Ajit Singh’s call for productivity and intensive farming.
Do they know the ground reality of agriculture?
Who speaks for farmers? How committed is the government for the agri sector?
At the second International Congress on Plant Physiology, the President said this. The agri minister said this. What about the Prime Minister and his distinguished Cabinet colleagues? The Prime Minister, the Deputy Prime Minister, the Finance Minister and the Agri Minister and in an indirect way the Food Minister are all the senior politicians and ministers who have the authority and moral responsibility to give agriculture its due priority in the scheme of things.
Drought and crop failures mean in India, farmers have to resort to suicides. Indian agriculture doesn’t suffer from crop failures. India is now an agriculture surplus country. Rice, wheat, cotton, sugarcane, milk, vegetables, fruits, we produce more than we can consume. More production, more prices fall. When prices fall, farmers face distress situations. Distress drives them to suicides. In AP, in five years, the Chief Minister admits 1000 farmers committed suicides. The Opposition leader says in his letter to National Human Rights Commission, the figure is more than 2000 farmers. Coercive methods are resorted to collect co-op or EB dues from farmers in all States, notably in TN, AP and Karnataka.
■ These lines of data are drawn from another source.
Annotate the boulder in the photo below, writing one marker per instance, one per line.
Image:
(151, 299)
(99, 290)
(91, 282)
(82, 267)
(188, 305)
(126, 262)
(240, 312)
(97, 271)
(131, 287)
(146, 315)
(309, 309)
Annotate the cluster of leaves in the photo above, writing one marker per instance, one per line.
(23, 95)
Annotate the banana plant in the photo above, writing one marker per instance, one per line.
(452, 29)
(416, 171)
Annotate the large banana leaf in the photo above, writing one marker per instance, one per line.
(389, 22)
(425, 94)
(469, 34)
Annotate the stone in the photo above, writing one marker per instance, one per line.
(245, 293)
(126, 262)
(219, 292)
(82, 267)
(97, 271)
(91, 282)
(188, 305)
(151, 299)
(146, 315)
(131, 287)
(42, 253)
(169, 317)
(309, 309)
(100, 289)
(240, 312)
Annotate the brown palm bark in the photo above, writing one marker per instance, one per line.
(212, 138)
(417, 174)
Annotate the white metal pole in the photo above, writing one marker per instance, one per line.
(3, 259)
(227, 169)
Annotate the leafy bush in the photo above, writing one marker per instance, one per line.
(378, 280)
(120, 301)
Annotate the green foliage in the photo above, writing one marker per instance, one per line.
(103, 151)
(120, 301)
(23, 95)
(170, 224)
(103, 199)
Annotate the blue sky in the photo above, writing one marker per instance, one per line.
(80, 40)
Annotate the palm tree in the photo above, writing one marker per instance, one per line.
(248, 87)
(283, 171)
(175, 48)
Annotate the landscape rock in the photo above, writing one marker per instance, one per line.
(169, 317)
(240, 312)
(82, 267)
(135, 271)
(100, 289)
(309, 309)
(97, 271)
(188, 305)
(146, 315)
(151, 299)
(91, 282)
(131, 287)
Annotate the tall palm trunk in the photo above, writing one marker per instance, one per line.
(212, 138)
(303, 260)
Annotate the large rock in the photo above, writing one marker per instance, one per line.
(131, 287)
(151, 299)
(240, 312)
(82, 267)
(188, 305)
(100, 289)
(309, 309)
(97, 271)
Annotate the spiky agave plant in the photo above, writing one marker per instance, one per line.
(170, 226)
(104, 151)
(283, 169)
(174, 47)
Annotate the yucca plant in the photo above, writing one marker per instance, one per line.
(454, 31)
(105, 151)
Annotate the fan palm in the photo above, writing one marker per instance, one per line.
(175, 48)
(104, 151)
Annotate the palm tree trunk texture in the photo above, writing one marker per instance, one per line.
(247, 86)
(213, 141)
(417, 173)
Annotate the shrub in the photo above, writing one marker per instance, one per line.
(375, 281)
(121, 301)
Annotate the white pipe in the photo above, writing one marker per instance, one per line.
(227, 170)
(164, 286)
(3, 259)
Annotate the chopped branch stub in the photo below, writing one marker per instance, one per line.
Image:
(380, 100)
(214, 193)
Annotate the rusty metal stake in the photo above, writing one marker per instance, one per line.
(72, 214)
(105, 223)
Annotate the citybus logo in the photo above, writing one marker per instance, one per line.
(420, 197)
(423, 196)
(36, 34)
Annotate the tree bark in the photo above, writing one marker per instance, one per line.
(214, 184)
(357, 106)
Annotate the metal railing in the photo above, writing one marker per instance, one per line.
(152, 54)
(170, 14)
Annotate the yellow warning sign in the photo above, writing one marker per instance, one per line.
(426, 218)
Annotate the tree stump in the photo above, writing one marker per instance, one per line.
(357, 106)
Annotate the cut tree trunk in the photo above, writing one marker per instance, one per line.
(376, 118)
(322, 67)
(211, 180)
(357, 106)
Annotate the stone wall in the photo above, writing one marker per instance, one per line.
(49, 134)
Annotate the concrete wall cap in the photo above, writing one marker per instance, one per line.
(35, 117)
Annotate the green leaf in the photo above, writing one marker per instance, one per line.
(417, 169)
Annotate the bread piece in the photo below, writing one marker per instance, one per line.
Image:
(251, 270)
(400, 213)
Then, what is the state of agriculture and what are the pressing problems in this crucial sector?
First, there is the continuing tragic news of farmers’ suicides. Also increasingly, the farmers’ suicide news is getting reported as a minor news item in the national newspapers. A latest farmer’s suicide is reported from the Cauvery Basin State; TN. Starvation deaths are taken seriously and become highly sensitive issues. But not farmers’ suicides! The most tragic development lately is the growing insensitivity of the politicians, political parties, notably the senior politicians in Delhi and the Chief Ministers in the States. We haven’t seen the PM or the Dy. PM or their Cabinet colleagues ever mentioning these unfortunate loss of lives.
Or the very rural and farm structure that drives farmers to the desperate limits of living. For every suicide that takes place, there must be at least a few hundreds of farmers in that locality in desperate situations, right? Second, there is this tendency to treat farmer’s agitations as if the agitators are like other agitators. See the Parliamentary debate that took place after the UP farmers agitations over sugarcane price led to the killing of three farmers. The Bharatiya Kisan Sangh is perhaps the only one farmers group that is still active, other farmers groups in other States, including the one led by Sharad Joshi have all become inactive or made inactive by the government in many devious ways.
We could write a full-fledged editorial about how the farmers’ leaders are “bought” by the governments, openly or secretly.
The political parties, the Congress, the BJP and the Samajwadis are claiming credit for raising farmers’ issues. BJP is most hypocritical when it accuses the Opposition for hijacking the farmers’ issues. What else is the Opposition’s main claim to be Opposition?
Third, farming is a sector that is totally neglected when it comes to getting any protection for farmers. The new finance minister, Mr.Jaswant Singh, seems no better than his predecessor. Mr.Singh wants the new Securitization Bill to recover dues from Banks would now be covering the cooperative banks too! This move, along with the use of the Bill for commercial banks to recover dues from farmers would spell disaster to the farming sector.
Fourth, the admission by the Agri minister Mr.Ajit Singh that farmers commit suicides because they are unable to repay their loans owing to various factors, including crop failures is no great discovery. We need crop-specific agri policy. Be it rice, wheat or vegetables, there must be a minimum-guaranteed price support by the government. Agri exports, we have to promote for specific commodities. If Karnataka can export Niger seeds (Rs.6 crores), rose onions (Rs.30 crores) this year, why not other States? We don’t need to raise agri productivity, or crop diversification. What we need is to regulate and restrict, if need be, the specific crops to ensure a higher price. We are sorry to say that the agri minister, in spite of his known commitment to farmers cause is proving ineffective in bringing about any recognizable paradigm shift to give farmers a New Deal. Yes, he had convened an All India Conference of State Agriculture and Co-operative Ministers on Agriculture, Credit and Crop Insurance. He had highlighted the state of affairs. The RBI had lowered the lending rates and yet farmers actually pay 14 to 16 per cent. 40 per cent of farm credit in India is still from the private money lenders. Is this not a shameful state of affairs?
What the PM can do is to give farmers a decent share in resources? The PM can ask the experts some hard questions. What do the US and EU do to their farmers? There is their huge agri subsidy. American farmers receive an average subsidy of 30,000 dollars per farm per year. Besides, they get other indirect monetary support to produce and export profitably. This fiscal year, US farm exports touched 57 bn (billion), the highest since ’97.